Text: Ivy Tsang
Situated on a limestone plateau at St Emilion, Bordeaux right bank, Chateau Pavie Decesse (Pavie Decesse) doesn’t just share a similar name with Chateau Pavie (Pavie), but also the common owners and similar terroir.
Before 1855, they were actually part of the same winery until one day, the famous Bordeaux négociant Ferdinand Bouffard bought Pavie, separated the vineyards into two and managed individually. The 3.5 hectares detached from Pavie became Chateau Pavie Pigasse (the previous name of Pavie Decesse). During the time when phyllozera brutally devastated the vineyards, Bouffard struggled and soon after the First World War, he sold both the Pavie and Pavie Decesse to Albert Porte, who then sold them to Alexander Valette. In the 50s, Pavie Decesse was sold to the Marzelle family.

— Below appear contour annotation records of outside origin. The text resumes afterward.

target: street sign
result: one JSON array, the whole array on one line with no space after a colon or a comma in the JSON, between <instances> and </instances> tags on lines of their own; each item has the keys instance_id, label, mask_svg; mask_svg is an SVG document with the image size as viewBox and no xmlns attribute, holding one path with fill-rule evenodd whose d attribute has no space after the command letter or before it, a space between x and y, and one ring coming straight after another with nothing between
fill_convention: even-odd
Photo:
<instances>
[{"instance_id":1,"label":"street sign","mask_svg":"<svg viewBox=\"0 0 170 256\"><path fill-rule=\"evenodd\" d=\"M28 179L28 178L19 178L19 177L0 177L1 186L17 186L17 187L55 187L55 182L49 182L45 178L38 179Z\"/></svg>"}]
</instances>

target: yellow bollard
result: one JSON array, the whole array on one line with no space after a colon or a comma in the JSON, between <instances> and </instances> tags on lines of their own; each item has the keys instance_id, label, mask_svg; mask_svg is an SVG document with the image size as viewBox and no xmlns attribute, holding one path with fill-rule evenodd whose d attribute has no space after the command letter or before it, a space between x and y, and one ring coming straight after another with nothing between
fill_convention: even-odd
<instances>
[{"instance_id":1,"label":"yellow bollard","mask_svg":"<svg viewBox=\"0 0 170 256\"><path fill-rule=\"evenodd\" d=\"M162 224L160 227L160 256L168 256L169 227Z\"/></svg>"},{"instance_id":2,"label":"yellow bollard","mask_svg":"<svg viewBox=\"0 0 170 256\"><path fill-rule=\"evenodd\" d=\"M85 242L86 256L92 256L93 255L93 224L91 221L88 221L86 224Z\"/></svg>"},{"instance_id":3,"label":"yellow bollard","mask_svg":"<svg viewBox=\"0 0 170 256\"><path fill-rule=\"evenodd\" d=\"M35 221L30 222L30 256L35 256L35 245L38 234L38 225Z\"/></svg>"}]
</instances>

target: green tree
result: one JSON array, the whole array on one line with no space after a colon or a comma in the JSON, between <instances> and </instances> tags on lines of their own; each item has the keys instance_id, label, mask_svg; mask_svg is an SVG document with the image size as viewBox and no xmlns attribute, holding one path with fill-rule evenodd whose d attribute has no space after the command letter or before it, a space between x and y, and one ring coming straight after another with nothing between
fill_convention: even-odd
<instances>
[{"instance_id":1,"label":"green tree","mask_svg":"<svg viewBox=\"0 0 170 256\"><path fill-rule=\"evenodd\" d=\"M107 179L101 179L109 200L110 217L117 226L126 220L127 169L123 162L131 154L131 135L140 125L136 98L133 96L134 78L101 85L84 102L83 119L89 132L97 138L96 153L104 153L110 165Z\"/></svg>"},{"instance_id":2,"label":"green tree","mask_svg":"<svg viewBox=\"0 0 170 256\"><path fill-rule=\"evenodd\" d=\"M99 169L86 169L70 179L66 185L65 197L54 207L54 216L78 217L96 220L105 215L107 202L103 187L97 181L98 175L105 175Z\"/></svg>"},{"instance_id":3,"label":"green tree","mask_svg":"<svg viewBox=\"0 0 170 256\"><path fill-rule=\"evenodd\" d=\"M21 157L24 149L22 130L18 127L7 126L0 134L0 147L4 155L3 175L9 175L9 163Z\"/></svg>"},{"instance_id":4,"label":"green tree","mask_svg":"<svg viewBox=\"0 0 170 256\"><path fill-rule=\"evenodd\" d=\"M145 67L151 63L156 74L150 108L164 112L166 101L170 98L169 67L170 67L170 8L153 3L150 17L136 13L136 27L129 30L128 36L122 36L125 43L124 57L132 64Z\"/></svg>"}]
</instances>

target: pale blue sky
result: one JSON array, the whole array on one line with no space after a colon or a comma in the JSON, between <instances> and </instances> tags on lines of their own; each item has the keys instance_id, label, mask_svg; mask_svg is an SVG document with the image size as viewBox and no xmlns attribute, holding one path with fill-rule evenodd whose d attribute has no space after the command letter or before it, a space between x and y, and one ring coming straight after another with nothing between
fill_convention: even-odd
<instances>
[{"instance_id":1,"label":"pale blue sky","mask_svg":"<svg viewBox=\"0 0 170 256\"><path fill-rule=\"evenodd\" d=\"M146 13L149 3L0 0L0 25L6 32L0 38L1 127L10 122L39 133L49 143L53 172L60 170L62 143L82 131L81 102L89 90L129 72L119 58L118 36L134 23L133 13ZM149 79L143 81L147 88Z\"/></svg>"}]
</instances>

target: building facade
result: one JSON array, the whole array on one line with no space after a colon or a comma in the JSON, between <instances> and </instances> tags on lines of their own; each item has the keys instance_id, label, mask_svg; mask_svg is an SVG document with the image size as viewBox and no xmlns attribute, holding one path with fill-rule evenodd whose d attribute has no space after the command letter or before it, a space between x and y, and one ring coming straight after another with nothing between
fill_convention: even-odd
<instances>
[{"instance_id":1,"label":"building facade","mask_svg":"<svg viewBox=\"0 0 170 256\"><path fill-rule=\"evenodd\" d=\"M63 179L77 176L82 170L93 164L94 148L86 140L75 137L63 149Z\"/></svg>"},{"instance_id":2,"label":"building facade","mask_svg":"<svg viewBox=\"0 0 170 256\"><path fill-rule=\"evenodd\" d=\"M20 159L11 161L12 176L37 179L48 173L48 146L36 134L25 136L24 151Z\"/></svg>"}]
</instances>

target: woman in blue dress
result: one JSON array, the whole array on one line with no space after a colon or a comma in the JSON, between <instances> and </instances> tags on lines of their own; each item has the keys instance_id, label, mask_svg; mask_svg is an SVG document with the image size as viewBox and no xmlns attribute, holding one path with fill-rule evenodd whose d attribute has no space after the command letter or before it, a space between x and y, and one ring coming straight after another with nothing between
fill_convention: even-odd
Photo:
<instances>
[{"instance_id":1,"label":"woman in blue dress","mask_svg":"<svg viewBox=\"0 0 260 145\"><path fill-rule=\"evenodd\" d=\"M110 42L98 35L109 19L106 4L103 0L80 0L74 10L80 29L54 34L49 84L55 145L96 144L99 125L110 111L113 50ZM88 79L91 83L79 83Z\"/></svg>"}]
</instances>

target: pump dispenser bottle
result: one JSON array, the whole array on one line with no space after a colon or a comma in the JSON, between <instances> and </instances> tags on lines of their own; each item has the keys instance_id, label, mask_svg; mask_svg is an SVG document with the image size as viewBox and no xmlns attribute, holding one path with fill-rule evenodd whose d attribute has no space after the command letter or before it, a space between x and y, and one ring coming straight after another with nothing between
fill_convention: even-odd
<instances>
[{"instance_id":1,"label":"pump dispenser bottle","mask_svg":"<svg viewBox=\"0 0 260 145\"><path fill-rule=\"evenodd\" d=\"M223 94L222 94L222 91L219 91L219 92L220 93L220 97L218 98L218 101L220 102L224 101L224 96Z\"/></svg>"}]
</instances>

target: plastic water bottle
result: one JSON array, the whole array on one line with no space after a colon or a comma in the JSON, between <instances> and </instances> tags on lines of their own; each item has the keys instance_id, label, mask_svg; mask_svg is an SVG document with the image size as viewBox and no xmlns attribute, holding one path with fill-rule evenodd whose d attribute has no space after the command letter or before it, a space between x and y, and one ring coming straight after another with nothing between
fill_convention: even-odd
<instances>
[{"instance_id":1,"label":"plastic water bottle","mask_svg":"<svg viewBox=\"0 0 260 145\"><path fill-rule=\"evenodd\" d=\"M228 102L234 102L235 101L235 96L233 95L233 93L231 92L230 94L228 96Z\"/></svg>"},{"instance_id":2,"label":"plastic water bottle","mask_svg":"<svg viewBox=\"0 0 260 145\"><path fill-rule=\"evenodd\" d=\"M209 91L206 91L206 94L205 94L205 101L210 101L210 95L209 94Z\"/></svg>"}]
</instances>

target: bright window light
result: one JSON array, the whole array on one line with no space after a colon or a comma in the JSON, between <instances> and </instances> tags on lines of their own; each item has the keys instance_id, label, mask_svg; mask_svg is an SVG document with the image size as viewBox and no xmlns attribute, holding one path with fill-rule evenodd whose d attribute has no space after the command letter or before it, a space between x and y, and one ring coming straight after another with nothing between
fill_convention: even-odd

Marzelle family put a lot of effort in the vineyard management and wine making. In 1955, Pavie Decesse earned the title of St Emilion Grand Cru Classe (GCC). After the death of her husband in 1970, Madamn Marzelle delegated the operation of Pavie Decesse to the Valette family, who was the owner of Pavie and Troplong Mondot. In 1990, Pavie Decesse was finally sold to the Valette family. The ownership of both the Pavie and Pavie Decesse was again in one hand, though not for long. In 1997, the Parian millionaire Gerard Perse bought Pavie Decesse, who was already the owner of Monbousequet since 1993. He then purchased Pavie in 1998.
Perse spends a lot of modernise the vineyard and wine making, which brings huge improvement to the quality of wines of Pavie and Pavie Decesse. His effort was proved by the promotion of Pavie from Premier GCC B to Premier GCC A in 2012. Only 4 wineries have the privilege.
Pavie Decesse, though still a GCC, shares not just the similar terroir, but also the same wine making team with Pavie. Depending on the vintage, the normal cepage is 90% Merlot and 10% Cabernet Franc. The quality can be ascertained, especially when it is shown by the rating.
Bordeaux 2008 was in general a cooler vintage, however, with the extremely late, yet risky, harvest applied, the Pavie Decesse 2008 is powerful, rich, intense with black fruits, toasty oaky, spices and “chalk-like minerality (a hallmark of this vineyard)”, (Robert Parker, 2011). According to Robert Parker, the drinking window can last till 2035.
With such a small vineyard when compared to Pavie, I do not think that the Pavie Decesse will be promoted to Premier GCC B. However, I am really happy to pay half the price of Pavie to enjoy Pavie Decesse, which has the same wine making team, similar terroir and even ratings!